In an effort to change the American public's neutral stance regarding the war, the British government contacted Griffith due to his stature and reputation for dramatic filmmaking. The film was produced by D. Two families live next to one another in Dig - Adam Again - Dig French village on the eve of World War I. The Boy in one of the families falls for the only daughter in the other family.
As they make preparations for marriage, World War I breaks out, and, although the Boy is American, he feels he should fight for the country in which he lives. When the French retreat, the village is shelled. The Boy's father and the Girl's mother and grandfather are killed. The Girl, deranged, wanders aimlessly through the battlefield and comes upon the Boy badly wounded and unconscious. She finds her way back to the village where she is nursed back to health by The Little Disturber who Calle Stropp - Köttgrottorna - Köttrea 1983-93 previously been a rival for the Boy's affections.
The Boy is carried off by the Red Cross. Von Strohm, a German officer, lusts after the Girl and attempts to rape her, but she narrowly escapes when he is called away by his commanding officer. Upon his recovery, the Boy, disguised as a German officer, infiltrates the enemy-occupied village, finds the Girl. The two of them are forced to kill a German sergeant who discovers them. Von Strohm finds the dead sergeant and locates the Boy and Girl who are locked in an upper room at the inn. It is a race against time with the Germans trying to break the door down as the French return to retake the village.
The British Government gave D. Griffith unprecedented access to film in locations that were otherwise forbidden to journalists. Exterior shots were largely filmed throughout England from May to October In one instance Griffith and his film crew were forced to take cover when their location came under German artillery fire; he escaped unscathed.
The film company returned to Los Angeles where British and Canadian troops recreated battle scenes and other interior scenes on a stage at Fine Arts Studio in Los Angeles from November to December In a scene cut from the movie, actress Colleen Moore appeared as a little girl in her bed who, hearing the war raging beyond her window, was so frightened that she turned the hands of her alarm clock forward, hoping that time would rush forward to the end of the fighting.
Lillian Gish, the actress who portrayed 'The Girl', later said: . Some historians have also noted Heart Of The World (Sigla Festivalbar 79) - P. Piccioni* / L. Enriquez* - Heart Of The World / Plan Hearts of the World and similar films encouraged a 'hysterical hatred' of the enemy which complicated the task of the Versailles peacemakers.

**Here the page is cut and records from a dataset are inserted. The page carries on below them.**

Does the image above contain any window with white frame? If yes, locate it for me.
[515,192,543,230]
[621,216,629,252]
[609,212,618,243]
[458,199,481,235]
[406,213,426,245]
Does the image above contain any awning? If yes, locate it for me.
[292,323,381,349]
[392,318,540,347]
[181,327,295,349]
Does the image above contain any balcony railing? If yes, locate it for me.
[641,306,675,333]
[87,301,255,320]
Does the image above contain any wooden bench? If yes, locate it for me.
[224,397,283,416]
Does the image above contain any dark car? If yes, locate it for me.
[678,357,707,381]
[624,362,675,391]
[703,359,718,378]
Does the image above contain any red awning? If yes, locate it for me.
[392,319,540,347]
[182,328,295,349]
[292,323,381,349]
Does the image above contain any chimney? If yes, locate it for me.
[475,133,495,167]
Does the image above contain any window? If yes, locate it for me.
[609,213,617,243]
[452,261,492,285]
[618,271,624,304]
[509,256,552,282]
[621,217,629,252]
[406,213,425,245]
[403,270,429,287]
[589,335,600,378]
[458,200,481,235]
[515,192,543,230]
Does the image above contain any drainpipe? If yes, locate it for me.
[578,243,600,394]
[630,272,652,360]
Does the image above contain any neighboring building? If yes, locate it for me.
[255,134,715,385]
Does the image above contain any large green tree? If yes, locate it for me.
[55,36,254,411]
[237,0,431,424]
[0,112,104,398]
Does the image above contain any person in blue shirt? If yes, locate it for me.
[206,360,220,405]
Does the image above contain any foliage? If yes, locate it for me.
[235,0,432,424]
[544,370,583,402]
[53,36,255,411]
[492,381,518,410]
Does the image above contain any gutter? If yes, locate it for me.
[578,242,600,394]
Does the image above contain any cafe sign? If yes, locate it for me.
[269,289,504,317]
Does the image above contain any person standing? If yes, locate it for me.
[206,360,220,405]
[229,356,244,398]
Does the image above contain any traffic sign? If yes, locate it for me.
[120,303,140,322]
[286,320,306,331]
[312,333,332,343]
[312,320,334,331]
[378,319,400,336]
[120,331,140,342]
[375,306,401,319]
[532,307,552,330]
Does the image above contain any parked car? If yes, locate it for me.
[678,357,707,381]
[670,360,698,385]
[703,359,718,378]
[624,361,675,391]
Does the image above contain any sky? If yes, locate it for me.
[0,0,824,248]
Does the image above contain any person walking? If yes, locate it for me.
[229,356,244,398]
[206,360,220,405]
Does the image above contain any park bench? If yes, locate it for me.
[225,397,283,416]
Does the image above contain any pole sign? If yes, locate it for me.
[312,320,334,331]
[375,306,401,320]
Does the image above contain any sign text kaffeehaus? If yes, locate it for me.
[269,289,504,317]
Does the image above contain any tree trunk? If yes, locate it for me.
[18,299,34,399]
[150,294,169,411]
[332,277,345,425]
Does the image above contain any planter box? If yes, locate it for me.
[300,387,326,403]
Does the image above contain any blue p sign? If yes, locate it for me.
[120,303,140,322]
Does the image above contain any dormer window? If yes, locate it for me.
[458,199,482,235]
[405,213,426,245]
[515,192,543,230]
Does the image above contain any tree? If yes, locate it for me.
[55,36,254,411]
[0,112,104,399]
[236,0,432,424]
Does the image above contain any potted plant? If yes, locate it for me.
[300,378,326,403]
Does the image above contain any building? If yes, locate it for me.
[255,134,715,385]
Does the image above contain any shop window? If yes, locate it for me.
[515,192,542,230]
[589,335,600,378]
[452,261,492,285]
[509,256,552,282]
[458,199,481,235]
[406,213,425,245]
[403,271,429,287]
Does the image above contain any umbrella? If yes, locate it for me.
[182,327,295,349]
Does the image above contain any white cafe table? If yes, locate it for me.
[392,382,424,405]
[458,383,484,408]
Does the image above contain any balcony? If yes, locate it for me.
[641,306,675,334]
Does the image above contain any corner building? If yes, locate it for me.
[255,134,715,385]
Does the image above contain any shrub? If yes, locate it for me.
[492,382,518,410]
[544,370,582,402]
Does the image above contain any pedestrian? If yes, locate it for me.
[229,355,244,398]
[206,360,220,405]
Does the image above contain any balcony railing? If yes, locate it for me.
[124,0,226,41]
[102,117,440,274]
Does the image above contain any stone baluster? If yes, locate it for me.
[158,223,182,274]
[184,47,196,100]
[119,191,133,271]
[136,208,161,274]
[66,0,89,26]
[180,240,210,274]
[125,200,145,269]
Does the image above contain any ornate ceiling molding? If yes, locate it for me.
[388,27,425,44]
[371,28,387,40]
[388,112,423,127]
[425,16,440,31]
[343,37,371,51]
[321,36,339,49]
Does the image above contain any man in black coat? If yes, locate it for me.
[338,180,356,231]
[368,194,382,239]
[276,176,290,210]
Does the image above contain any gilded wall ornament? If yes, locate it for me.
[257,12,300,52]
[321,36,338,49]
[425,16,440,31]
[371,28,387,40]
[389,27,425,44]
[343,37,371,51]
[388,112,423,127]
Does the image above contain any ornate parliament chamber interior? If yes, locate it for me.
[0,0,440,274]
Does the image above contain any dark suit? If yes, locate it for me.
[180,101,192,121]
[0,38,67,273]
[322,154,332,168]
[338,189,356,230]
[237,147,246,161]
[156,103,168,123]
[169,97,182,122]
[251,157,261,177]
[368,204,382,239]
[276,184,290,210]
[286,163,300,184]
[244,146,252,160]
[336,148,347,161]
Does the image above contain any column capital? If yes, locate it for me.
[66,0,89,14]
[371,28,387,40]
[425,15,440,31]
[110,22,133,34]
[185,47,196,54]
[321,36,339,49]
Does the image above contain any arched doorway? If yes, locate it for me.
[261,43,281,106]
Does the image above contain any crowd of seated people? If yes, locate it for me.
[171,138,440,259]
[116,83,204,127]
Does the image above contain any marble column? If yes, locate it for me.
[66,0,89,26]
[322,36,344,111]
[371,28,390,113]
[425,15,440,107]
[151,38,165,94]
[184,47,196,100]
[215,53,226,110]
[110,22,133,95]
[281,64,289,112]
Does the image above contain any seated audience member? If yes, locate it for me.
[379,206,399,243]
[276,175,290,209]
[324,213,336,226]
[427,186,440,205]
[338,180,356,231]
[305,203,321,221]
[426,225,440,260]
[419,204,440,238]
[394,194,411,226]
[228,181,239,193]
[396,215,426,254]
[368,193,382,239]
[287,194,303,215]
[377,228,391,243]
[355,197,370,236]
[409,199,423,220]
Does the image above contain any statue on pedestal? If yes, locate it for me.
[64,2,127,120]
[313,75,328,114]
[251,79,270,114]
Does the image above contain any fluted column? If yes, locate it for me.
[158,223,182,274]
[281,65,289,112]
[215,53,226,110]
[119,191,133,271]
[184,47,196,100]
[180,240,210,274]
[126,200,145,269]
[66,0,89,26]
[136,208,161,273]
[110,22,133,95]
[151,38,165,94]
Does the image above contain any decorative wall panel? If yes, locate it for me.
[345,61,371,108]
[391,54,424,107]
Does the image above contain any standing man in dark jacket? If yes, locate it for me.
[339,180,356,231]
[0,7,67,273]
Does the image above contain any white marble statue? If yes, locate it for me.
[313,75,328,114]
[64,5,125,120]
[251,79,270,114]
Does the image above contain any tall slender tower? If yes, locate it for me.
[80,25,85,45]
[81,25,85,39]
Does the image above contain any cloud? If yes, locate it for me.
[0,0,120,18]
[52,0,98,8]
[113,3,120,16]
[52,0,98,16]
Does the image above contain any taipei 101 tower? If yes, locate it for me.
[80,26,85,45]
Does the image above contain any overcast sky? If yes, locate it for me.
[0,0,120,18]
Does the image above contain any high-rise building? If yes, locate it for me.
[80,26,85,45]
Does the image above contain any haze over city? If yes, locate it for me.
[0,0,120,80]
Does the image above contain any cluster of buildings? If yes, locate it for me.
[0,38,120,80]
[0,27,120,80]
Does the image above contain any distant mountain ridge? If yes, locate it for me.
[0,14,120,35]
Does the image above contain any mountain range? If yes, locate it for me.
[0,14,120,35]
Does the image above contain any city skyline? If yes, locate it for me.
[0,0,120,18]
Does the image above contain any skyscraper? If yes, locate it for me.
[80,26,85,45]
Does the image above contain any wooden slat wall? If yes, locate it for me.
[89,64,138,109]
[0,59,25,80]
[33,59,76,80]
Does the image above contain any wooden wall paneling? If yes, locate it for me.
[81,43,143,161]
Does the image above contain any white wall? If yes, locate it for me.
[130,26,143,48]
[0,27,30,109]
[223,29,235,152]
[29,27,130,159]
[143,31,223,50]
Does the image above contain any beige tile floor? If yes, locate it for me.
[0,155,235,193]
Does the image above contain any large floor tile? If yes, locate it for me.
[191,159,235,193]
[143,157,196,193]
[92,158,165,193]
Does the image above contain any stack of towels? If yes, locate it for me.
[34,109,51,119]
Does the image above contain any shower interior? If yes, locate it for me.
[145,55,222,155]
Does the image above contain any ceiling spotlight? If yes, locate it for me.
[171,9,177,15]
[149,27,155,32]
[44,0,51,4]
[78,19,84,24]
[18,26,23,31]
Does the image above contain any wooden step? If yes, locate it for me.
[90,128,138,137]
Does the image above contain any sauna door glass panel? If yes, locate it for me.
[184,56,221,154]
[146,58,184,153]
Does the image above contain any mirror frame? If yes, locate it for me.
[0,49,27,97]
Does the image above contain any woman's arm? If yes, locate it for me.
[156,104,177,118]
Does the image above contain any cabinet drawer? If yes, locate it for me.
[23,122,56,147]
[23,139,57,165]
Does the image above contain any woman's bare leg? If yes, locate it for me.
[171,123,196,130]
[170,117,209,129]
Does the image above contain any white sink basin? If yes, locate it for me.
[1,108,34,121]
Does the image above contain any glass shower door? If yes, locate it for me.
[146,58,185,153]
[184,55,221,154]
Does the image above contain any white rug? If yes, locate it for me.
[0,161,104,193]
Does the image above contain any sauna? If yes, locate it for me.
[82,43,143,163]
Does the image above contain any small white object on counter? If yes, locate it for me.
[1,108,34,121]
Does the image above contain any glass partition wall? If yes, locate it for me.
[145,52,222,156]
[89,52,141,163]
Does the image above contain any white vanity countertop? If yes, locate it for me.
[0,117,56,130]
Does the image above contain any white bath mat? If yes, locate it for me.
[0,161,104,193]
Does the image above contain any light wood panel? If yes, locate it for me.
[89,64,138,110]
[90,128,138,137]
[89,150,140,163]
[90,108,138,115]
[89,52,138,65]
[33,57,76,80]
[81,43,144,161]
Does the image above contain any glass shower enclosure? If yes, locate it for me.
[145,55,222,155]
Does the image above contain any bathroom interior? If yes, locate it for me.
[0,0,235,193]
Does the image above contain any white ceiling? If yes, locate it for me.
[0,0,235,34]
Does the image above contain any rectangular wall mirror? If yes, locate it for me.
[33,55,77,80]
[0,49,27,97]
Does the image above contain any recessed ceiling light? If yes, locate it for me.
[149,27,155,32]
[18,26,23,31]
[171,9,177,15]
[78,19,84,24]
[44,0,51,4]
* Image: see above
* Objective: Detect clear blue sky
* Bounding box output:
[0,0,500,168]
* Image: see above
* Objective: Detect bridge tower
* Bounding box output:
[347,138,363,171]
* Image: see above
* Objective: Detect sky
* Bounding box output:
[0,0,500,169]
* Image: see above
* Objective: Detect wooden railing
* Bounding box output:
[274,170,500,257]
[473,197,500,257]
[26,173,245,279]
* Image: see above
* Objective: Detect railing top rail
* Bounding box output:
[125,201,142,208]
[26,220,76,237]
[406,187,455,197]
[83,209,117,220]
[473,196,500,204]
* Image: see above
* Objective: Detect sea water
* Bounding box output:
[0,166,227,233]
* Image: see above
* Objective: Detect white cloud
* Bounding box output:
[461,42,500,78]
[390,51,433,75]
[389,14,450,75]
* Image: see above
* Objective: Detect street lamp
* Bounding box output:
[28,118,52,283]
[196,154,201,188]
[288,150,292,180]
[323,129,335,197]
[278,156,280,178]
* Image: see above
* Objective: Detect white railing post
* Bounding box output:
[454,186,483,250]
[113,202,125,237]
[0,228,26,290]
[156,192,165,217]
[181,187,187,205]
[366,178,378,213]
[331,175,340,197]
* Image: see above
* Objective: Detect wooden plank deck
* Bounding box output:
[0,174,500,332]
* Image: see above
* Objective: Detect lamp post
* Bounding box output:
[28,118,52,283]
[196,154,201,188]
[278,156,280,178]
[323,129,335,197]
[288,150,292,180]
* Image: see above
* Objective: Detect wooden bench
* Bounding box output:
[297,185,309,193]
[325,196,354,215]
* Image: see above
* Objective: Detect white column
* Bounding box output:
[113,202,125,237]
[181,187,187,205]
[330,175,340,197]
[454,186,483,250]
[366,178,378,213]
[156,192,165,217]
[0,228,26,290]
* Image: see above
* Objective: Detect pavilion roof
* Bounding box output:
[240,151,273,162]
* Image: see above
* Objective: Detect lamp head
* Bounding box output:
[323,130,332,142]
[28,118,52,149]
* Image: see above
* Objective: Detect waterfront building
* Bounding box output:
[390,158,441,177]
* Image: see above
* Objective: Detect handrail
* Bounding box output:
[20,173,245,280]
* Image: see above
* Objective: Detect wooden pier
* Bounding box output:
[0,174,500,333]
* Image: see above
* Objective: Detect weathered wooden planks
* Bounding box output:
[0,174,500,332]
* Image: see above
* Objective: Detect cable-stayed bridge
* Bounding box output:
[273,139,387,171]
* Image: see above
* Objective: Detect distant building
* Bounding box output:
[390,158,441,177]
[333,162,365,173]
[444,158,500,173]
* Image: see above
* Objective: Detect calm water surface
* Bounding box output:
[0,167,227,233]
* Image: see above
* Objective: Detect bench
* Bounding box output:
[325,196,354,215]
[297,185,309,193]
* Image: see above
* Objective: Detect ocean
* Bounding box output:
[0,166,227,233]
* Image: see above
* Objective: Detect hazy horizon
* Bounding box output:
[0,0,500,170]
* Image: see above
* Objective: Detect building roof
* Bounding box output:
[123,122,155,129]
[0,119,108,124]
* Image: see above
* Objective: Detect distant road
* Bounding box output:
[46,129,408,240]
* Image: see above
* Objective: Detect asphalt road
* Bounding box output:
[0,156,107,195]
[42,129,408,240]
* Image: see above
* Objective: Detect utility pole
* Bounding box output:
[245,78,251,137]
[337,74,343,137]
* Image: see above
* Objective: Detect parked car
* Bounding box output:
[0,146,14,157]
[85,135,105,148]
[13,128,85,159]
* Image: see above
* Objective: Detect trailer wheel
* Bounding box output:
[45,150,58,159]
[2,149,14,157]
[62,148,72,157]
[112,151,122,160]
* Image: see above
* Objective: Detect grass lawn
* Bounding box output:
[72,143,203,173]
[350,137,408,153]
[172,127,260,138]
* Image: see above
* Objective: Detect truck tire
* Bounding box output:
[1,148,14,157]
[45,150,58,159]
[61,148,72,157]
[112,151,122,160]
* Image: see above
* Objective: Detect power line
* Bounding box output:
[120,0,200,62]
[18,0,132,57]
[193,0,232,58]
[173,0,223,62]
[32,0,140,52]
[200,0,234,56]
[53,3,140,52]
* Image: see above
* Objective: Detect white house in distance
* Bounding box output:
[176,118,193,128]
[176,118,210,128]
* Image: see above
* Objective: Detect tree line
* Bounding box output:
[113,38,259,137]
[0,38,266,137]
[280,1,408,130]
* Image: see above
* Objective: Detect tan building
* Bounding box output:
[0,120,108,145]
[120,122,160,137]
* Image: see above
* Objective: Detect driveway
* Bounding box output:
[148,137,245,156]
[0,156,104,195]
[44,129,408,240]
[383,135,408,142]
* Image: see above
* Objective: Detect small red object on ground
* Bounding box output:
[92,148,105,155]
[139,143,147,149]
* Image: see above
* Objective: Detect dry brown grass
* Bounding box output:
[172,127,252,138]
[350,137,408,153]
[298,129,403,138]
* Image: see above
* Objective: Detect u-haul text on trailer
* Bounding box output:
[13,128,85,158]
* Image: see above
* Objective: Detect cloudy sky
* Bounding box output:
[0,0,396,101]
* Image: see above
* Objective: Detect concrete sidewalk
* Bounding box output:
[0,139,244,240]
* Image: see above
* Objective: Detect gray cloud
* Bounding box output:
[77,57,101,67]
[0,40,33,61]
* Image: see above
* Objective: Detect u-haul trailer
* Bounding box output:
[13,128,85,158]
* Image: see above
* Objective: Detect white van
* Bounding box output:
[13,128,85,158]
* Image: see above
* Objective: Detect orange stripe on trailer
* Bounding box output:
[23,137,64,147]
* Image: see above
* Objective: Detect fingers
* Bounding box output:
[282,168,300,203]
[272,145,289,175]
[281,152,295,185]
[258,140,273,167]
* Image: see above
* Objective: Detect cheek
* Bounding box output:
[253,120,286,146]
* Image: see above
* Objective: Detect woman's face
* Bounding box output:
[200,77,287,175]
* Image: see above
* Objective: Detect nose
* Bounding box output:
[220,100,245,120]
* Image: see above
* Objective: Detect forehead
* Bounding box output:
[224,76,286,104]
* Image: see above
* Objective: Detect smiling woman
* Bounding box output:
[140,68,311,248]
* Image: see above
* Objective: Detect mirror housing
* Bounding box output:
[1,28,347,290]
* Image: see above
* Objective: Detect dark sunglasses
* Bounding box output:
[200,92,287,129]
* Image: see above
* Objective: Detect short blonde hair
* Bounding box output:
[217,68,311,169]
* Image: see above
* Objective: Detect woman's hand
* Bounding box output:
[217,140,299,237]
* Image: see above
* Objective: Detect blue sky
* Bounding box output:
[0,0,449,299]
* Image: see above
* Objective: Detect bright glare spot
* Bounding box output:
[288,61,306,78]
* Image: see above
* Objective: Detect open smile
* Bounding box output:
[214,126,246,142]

Heart Of The World (Sigla Festivalbar 79) - P. Piccioni* / L. Enriquez* - Heart Of The World / Plan many American films of the time, Hearts of the World was subject to cuts by city and state film censorship boards. For example, the Chicago Board of Censors required cuts, in Reel 3, of that part of a bayoneting scene showing closeup of a man's side from which a stream of blood flows, Reel 6, that portion of dancing scene where dancer twirls her skirt and exposes posterior to camera, officer carrying young woman off into other room, six scenes of German officer on floor motioning to young woman to come and lie down beside him, closeup of same German officer reaching up with arms for young woman to come to him, closeup of officer and young woman embracing in bunk, officers forcing young peasant women towards bunks, scene showing young women in bunks with clothing disheveled and hair down and officers walking off and adjusting clothes, and the intertitle "Dungeons of Lust" and scenes of young women lying prostrate following the intertitle.
Hearts of the World is referenced in L. Rilla recalls in her diary, "The heroine was struggling with a horrible German soldier who was trying to drag her away. I knew she had a knife—I had seen her hide it, to have it in readiness—and I couldn't understand why she didn't produce it and finish the brute. I thought she must have forgotten it, and just at the tensest moment of the scene I lost my head altogether.
I just stood right up on my feet in that crowded house and shrieked at the top of my voice—'The knife is in your stocking—the knife is in your stocking! A print of the film still exists and is held by the Cohen Media Group. The rights are now held in the public domain. From Wikipedia, the free encyclopedia. Hearts of the World lobby poster. Play media. Greenwood Publishing Group. American Cinema of the s: Themes and Variations.
Rutgers Heart Of The World (Sigla Festivalbar 79) - P. Piccioni* / L. Enriquez* - Heart Of The World / Plan Press. Griffith: Interviews. Press of Mississippi. Oxford University Press. Cherchi Usai, Paolo ed. The Griffith Project: Films produced in British Film Institute.
Edinburgh University Press. First World War. Dorling Kindersley. Exhibitors Herald. May 18, April 21, Retrieved October 8, Films directed by D. Only films from onwards included below.
See complete D. Griffith filmography. Hidden categories: CS1: Julian—Gregorian uncertainty Articles with short description Use mdy dates from January Wikipedia articles needing page number citations from October Commons category Windows - Highway (13) - Up And Down The Highway from Wikidata Articles with Internet Archive links Articles containing video clips.